Belk department stores sold for $3 billion
American department store chain Belk, owned by the eponymous family for more than 125 years, has been acquired by private equity firm Sycamore Partners in a deal valued at $3 billion.
According to a company statement, Sycamore will pay $68 in cash for every share, in what will be the biggest ever deal for the New York-based firm.
Third-gen Tim Belk will continue as chief executive, providing that the deal is approved by the majority of key shareholders.
Belk, founded by William Henry Belk in 1888, posted revenues of $4 billion as of October 2014 and is the nation’s largest privately-owned department store chain.
Staff will retain their positions and there will be no store closures.
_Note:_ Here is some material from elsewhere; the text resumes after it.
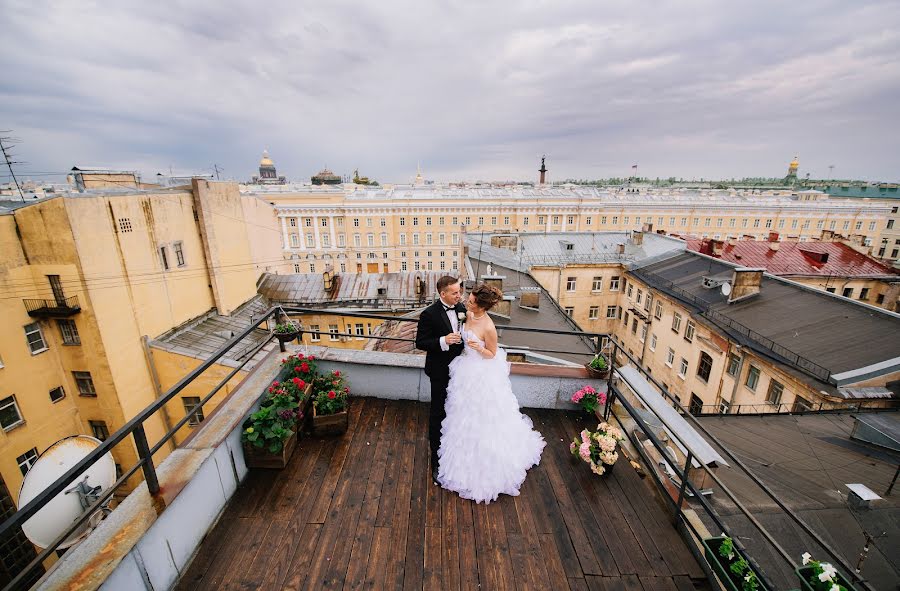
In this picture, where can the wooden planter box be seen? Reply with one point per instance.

The only employment shakeup mentioned is the departure of Johnny Belk, chief operating officer, at the end of July.
Schaeffler posts double-digit revenue increase
German industrial group Schaeffler has reported a 12.4% increase in its revenue for the first half of 2014 to €6.7 billion ($7.5 billion).
The second-generation family business, currently headed up by Georg Schaeffler, said the increase was driven by its automotive business, which has outpaced global production rates.
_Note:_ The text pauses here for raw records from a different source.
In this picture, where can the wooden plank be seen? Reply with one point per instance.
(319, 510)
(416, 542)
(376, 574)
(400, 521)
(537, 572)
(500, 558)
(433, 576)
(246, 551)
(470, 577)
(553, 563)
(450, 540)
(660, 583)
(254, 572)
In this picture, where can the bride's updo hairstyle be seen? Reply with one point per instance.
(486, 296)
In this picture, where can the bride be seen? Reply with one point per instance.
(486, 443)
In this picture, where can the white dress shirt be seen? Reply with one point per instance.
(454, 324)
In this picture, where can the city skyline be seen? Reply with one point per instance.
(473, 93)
"We have continued along our path of profitable growth during the first half of 2015. Klaus Rosenfeld, CEO of Schaeffler AG, said during the presentation of the results. “Our business has now grown for six consecutive quarters.”
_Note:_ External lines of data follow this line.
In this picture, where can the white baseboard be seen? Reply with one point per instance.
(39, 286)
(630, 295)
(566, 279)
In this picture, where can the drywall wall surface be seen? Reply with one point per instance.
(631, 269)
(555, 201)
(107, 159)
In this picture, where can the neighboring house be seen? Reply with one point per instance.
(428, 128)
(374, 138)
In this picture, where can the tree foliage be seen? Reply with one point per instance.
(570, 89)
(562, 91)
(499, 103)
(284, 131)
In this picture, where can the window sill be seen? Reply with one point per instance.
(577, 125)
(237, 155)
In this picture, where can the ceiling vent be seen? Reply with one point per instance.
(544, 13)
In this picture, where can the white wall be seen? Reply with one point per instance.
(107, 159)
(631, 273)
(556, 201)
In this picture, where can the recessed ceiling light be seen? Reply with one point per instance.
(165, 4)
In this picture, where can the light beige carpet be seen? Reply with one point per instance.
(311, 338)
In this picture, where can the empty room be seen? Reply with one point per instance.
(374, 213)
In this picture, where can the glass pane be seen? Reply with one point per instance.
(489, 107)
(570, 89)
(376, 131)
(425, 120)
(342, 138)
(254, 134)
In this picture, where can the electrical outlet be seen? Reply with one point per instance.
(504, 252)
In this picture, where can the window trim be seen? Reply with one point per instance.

Automotive News Europe reported last week that Schaeffler plans to cut up to 500 jobs at its industrial division, mostly in Germany and Europe, where slow delivery chains and overly centralised sales operations are hurting profits.
The Schaeffler Group was founded in 1946 by brothers Wilhelm and Georg Schaeffler. It is jointly owned by 68-year-old Maria-Elisabeth Schaeffler, the late Georg’s wife, and their son, who is also named Georg.
Chinese billionaire Adrian Cheng to build 17 shopping centres
Adrian Cheng, vice chairman at Hong Kong family business New World Development, plans to build 17 new shopping malls in China, which will double up as gallery spaces.
The third-gen in no stranger to the art world, opening the non-profit K11 Art Foundation in 2010, which helps incubate young contemporary artist and has a permanent collection including works from Damien Hurst and Olafur Eliasson.
A spokesman for Cheng told The Art Newspaper: “We have 19 projects planned under the K11 brand, all of which are in China. When I say project, it includes mostly museum-retail art malls and also offices. Hong Kong and Shanghai are both in operation, so the remainder will be ready by 2020.”
Cheng is one of the youngest billionaires in the world at just 35-years-old and his family is thought to have a net worth of $11.3 billion, according to Forbes.
Cheng, like his sister, was educated at Harvard, graduating with an arts degree. They both featured in CampdenFB's Top 60 Family Business Leaders for 2014.